Les débats sur la Syrie ont conduit de la même manière à une juxtaposition de points de vue antagonistes. Les désaccords entre la Turquie et ses alliés européens et américains ont été rappelés sans qu’apparaisse d’ouverture. Sur un autre plan, les discussions sur la fin possible de l’ordre international libéral sont restées peu conclusives. Il est vrai que la pièce qui se joue dans les salles de conférence du Bayerischer Hof est doublée par d’innombrables  conciliabules confidentiels, à portes fermées, entre officiels ou officieux de divers horizons. Ainsi, une délégation iranienne avait rendez-vous avec des responsables du service d’action extérieure de l’Union européenne ; le représentant du Secrétaire Général des Nations Unies pour la Libye menait quant à lui des consultations discrètes. 

Sous réserve de ce que peuvent donner ces conversations dans les coulisses, toujours utiles, le constat principal qui se dégage de cette rencontre est bien la montée des tensions sans vraie recherche de terrains d’entente.
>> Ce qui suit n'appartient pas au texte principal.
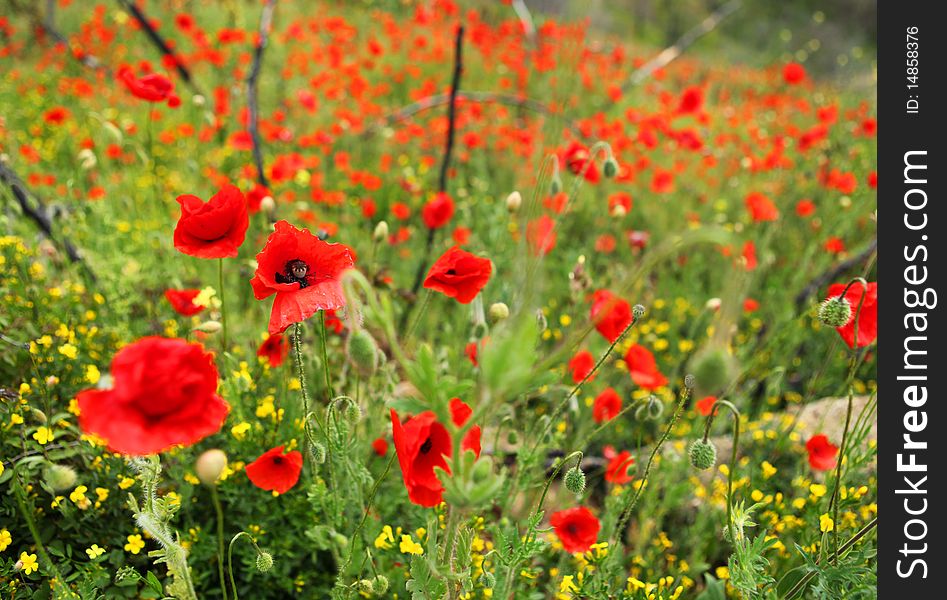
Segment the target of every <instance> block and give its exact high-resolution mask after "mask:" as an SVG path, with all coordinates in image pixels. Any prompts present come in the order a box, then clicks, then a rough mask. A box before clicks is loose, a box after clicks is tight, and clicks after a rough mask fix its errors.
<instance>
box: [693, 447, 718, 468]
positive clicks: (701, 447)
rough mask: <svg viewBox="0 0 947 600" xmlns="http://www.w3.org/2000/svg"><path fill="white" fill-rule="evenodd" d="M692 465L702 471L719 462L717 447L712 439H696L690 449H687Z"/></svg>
mask: <svg viewBox="0 0 947 600" xmlns="http://www.w3.org/2000/svg"><path fill="white" fill-rule="evenodd" d="M687 456H688V458H690V461H691V466H692V467H694V468H695V469H700V470H701V471H706V470H707V469H709V468H711V467H713V466H714V464H716V462H717V447H716V446H714V444H713V442H711V441H710V440H706V441H705V440H703V439H700V440H694V443H692V444H691V447H690V449H689V450H688V451H687Z"/></svg>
Le maître des lieux, l’Ambassadeur Ischinger, a d’ailleurs conclu en disant que les problèmes avaient été identifiés mais que la manière de les traiter n’avait pas progressé. "To the Brink - and Back?". Force est de reconnaître que l’on ne voit pas pour l’instant d’instances ou de canaux de dialogue qui permettraient aux grand acteurs internationaux de se donner les moyens d’éviter le "précipice" qui est devant nous.